Leading lithographic equipment manufacturer ASML has managed to reduce the minimum resolution to 8 nm, Tom’s Hardware, an American online computer technology publication, reported on May 28.
At the imec ITF World 2024 exhibition, company representatives announced that they were able to achieve two new and important results at once: an increase in print resolution and a noticeable increase in speed.
The lithographic equipment currently used in the mass production of chips makes it possible to achieve a printing precision of up to 13.5 nm, which corresponds to the wavelength of the radiation source used. Two months ago, ASML announced that, together with the imec institute, they managed to achieve a resolution of 10 nm. Now it is announced that it has reached the 8nm mark.
In addition to reducing the minimum element size, we were able to radically increase speed. Production speed was raised from the current 200-300 mm of wafers per hour to 400-500.

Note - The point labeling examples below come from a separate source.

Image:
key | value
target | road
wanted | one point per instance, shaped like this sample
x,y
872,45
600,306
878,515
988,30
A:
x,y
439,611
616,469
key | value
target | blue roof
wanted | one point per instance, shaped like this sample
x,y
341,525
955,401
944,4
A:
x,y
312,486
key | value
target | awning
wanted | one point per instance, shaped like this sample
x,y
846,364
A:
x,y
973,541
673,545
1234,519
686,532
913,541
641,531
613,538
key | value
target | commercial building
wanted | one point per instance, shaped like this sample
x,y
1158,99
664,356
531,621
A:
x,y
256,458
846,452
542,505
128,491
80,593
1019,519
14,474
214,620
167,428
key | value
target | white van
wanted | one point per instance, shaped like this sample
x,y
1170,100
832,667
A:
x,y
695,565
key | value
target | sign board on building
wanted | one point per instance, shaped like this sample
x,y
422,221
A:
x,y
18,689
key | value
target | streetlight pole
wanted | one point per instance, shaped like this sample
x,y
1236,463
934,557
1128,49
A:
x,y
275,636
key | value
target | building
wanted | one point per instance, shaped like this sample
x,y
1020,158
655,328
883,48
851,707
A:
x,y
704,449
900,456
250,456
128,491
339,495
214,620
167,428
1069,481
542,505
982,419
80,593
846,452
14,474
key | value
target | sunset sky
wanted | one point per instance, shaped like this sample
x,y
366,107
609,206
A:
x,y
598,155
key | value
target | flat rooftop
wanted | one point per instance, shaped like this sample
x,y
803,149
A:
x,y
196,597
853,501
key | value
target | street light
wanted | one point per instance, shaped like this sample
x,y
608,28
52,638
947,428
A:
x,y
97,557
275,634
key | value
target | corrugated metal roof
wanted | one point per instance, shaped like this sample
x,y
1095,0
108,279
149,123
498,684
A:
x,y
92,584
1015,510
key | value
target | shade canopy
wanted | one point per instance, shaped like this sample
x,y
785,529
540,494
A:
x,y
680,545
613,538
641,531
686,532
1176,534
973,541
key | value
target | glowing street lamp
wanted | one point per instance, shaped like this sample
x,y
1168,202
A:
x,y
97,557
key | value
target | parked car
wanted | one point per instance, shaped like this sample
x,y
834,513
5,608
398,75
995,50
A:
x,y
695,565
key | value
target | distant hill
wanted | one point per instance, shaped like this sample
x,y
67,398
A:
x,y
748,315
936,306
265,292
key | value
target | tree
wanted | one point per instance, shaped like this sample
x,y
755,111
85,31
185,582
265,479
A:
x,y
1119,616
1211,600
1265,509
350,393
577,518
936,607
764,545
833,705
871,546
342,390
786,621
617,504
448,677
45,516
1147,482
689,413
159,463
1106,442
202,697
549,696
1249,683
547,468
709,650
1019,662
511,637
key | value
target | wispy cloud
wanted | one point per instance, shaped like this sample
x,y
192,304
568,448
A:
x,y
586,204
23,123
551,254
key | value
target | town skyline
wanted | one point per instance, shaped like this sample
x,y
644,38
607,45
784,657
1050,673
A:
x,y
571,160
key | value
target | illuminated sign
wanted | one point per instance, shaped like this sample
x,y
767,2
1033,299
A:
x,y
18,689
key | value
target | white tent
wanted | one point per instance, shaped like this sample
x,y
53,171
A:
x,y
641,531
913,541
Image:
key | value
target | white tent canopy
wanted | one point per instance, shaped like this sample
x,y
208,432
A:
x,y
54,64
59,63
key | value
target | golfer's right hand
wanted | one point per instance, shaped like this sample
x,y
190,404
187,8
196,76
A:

The main goal of ASML is to increase the speed of wafer processing. The finer the technical process, the more expensive and difficult it is to switch to it, the more chips must be produced to reduce the cost of the final products. Increasing the printing speed allows you to offset part of the costs of equipment, infrastructure, technology and the development of a new technical process.
We remind you that the 3, 5, 7 nm technical processes called by leading chip manufacturers do not indicate the sizes of individual elements. This is a synthetic measure that is partly marketing in nature.
Basically, 3 nm means that electrons or “holes” pass through the semiconductor junction at the same speed as if the junction with a conventional structure were 3 nm in size. For this, special physical and chemical manipulations with the material of the semiconducting structure are used.